Jones, a former Texas railroad commissioner and legislator who’s among challengers to Sen. Jeff Wentworth of San Antonio in the May 2012 Republican primary, opens her video: "Texans need a new state senator -- one who’s 100 percent committed to tackling our budget problems without raising your taxes -- and that’s what I’ve done."
The ad’s narrator later says: "She was a leader, balancing a $10 billion budget shortfall in the Texas House -- $10 billion -- and she did it without raising your taxes."
Wait: The House has 150 members -- and can’t pass a budget into law without the Senate and governor also signing off.
That in mind, we inquired into how Jones balanced the budget referenced in her ad.
Jones campaign spokesman Patrick Isenberg told us in a telephone interview that the claim ties to Jones voting in 2003 to balance the 2004-05 state budget in the face of a $10 billion revenue shortfall -- without raising taxes. At the time, too, Jones was a member of the budget-drafting House Appropriations Committee.
Isenberg also passed along newspaper stories including an excerpt of a Jan. 12, 2003, San Antonio Express-News news article quoting Jones saying that legislators should balance the budget without new taxes. "When an economy is slow, it's not really the time to initiate new taxes," the story quotes her as saying.
As we noted in a May 2010 check of a shortfall-related claim by Gov. Rick Perry, the $10 billion figure reflects then-State Comptroller Carole Keeton Strayhorn’s grim forecast as the 2003 Legislature convened that state revenues for the 2004-2005 budget period would fall short of estimated expenditures by $7.4 billion. Add looming expenses — a health plan for local school district employees plus projected health and human services needs — and the state was facing a $9.9 billion state revenue shortfall, Strayhorn said.

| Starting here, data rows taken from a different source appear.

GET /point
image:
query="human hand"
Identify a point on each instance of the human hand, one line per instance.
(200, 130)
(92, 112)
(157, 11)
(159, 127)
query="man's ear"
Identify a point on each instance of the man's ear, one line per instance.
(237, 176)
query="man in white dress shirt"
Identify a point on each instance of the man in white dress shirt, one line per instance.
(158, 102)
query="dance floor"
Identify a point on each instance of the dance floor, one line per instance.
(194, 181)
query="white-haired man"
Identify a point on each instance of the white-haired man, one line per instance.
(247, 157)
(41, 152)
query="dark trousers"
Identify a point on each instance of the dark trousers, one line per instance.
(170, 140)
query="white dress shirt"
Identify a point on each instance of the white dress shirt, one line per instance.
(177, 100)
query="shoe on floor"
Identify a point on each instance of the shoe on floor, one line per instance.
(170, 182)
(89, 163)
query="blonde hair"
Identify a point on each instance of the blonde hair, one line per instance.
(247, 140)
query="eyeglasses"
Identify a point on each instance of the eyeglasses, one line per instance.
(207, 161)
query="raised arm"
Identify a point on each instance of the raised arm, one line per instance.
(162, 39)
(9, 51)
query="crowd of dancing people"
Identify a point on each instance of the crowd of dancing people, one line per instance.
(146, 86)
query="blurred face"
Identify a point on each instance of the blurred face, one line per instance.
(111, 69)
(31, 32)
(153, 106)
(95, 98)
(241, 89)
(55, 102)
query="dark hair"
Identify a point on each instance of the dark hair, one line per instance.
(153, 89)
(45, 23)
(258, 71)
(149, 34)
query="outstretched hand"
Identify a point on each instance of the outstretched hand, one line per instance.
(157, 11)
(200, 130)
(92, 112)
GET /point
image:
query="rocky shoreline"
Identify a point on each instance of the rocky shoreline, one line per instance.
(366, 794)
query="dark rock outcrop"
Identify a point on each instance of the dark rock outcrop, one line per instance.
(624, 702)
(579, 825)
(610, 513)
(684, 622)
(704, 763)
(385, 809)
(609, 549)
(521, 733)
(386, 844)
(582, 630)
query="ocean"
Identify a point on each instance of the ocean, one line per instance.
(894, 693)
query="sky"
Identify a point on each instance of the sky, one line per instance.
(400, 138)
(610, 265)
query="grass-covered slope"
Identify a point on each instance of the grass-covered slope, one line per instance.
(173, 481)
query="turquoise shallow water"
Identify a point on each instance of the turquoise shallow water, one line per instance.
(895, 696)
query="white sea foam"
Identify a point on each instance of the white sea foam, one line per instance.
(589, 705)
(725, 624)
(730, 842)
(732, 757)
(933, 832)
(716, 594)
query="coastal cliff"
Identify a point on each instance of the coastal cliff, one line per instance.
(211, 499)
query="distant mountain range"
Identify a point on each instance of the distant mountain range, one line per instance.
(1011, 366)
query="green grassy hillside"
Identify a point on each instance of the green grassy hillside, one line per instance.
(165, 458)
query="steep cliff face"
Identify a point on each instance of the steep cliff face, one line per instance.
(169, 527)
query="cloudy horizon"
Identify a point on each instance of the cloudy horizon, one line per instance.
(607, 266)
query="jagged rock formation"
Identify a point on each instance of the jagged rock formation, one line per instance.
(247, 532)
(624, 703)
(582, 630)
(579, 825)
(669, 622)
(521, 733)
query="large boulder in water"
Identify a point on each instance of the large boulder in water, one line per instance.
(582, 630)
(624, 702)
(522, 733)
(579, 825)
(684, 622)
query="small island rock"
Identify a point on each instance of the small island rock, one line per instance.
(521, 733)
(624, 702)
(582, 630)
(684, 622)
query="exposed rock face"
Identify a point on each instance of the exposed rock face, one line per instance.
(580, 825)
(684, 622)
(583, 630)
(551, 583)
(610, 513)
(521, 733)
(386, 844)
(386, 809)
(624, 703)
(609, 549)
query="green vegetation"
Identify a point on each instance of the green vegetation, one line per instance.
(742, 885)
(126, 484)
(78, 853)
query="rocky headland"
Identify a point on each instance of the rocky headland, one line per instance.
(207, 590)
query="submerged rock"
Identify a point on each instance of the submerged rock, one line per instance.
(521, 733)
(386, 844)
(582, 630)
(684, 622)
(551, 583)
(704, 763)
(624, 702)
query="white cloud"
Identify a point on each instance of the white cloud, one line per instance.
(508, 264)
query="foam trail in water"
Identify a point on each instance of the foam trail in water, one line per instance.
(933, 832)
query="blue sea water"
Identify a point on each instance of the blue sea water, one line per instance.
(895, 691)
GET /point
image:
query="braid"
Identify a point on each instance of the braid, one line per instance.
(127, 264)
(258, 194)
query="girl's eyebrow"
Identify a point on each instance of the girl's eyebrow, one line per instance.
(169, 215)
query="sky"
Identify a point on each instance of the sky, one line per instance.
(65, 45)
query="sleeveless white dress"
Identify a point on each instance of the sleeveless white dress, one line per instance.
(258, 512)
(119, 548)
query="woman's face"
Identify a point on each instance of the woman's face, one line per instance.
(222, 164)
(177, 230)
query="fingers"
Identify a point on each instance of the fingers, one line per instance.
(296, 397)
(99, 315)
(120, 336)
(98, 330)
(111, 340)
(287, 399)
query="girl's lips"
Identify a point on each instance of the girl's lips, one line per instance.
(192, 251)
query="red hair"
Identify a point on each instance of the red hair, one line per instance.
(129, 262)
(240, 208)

To cover the projected shortfall in the months remaining in the 2003 fiscal year, the Legislature trimmed $1.4 billion in budgeted state spending, while spending $450 million from the rainy day fund. But lawmakers also passed a 2004-2005 budget that appropriated $1.8 billion less in state funds than had been spent during 2002-03, according to the Fiscal Size-up published by the advisory Legislative Budget Board. They added $811 million from the rainy day fund. And they used $1.3 billion in federal aid, part of fiscal relief made available to states in response to economic difficulties in the wake of Sept. 11, 2001.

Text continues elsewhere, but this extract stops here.